As far as significance to MOBY is concerned, I think that DAML-S is at least worth a certain amount of consideration in terms of its separation of the notion of description for the purpose of service discovery and description for the purposes of invocation or other interactions with a service. It seems reasonably clear that the lack of semantics in WSDL is problematic with respect to service discovery, and the UDDI solution to this (as far as I understand it) seems to rely on predetermined taxonomies of service types which are far from being well-defined in our domain. On the other hand, it's not clear to me how useful many of the specific classes/properties for service description that are given by DAML-S might be for MOBY. I believe some of the myGrid folks have expressed a certain amount of dissatisfaction for the level of complexity introduced by some of these upper-level ontologies.

Significance to MOBY

As far as the significance to MOBY of RDF and the associated "semantic stack" is concerned, it seems to me that there are several major issues to be considered. (These are pretty rough at this point, but may help to ground all of the abstract discussion into our "problem space" a little bit...)

The first is simply the question of to what extent MOBY might benefit from the sorts of applications that are already being developed around this framework, from simple APIs for manipulating sets of RDF statements to inference engines and semantic search tools built on top of the RDF foundation and higher levels in the stack. It's pretty clear that the myGrid project has gone far along this path (and are up at the OWL level of the stack as far as semantic expressiveness is concerned); see, for example the recent announcement of myGrid's choice of the Cerebra "inference engine" to drive the project: http://lists.w3.org/Archives/Public/www-rdf-logic/2003Jan/0000.html. Whether or not we feel we need to embrace this level of semantic complexity for MOBY, it seems clear that we are going to at least be dealing with class/subclass and class/instance relationships, and will need to support traversing these links; possibly also further "graph navigation" of schemas via property relations between classes.

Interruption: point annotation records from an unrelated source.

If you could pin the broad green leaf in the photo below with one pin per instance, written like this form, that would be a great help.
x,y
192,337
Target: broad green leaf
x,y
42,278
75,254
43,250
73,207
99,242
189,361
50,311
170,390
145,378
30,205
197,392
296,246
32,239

Next, to what extent do we see the goals of the "semantic web" in terms of its extreme embracing of the "open world" prinicple as being consistent with the MOBY vision; or conversely, are we perfectly happy to accept that in certain respects we can assume a certain level of internal convention? For example, I could easily imagine wanting to construct an XML element structure representing position on a genome that was "semantically opaque" in the sense that it had subelements (e.g start and end) that were not intended to be understood or referenced independently of their context in the genomic position structure. On the other hand, it seems to me that there are fundamental semantic constructs we will need that are supplied by RDF, such as the basic construct of asserting "semantically-typed" data about a uniquely identified thing and at least the very basic sorts of concept hierarchy and perhaps concept/property relationship semantics; it certainly seems worth considering as a foundation for data/metadata representation for our system.

Finally, I should note that in some ways, the core of the vision for the semantic web seems to have some interesting parallels (at least superficially) to some of the problems that were explored independently in ISYS and DAS. For example, I see the work we did in terms of loose data modeling with the IsysAttribute and IsysObject constructs as being quite similar in respects to the property-centric view of RDF and the support for dynamic aggregation of data with respect to an object changing its interpretation in the system. On the DAS front, there seems to be a loose parallel between the notion of the reference server establishing a common coordinate system for "any annotation server to provide annotations for any reference sequence" and the notion of URI space providing the common identity space for "anyone to make any RDF assertion about anything (represented in URI space)".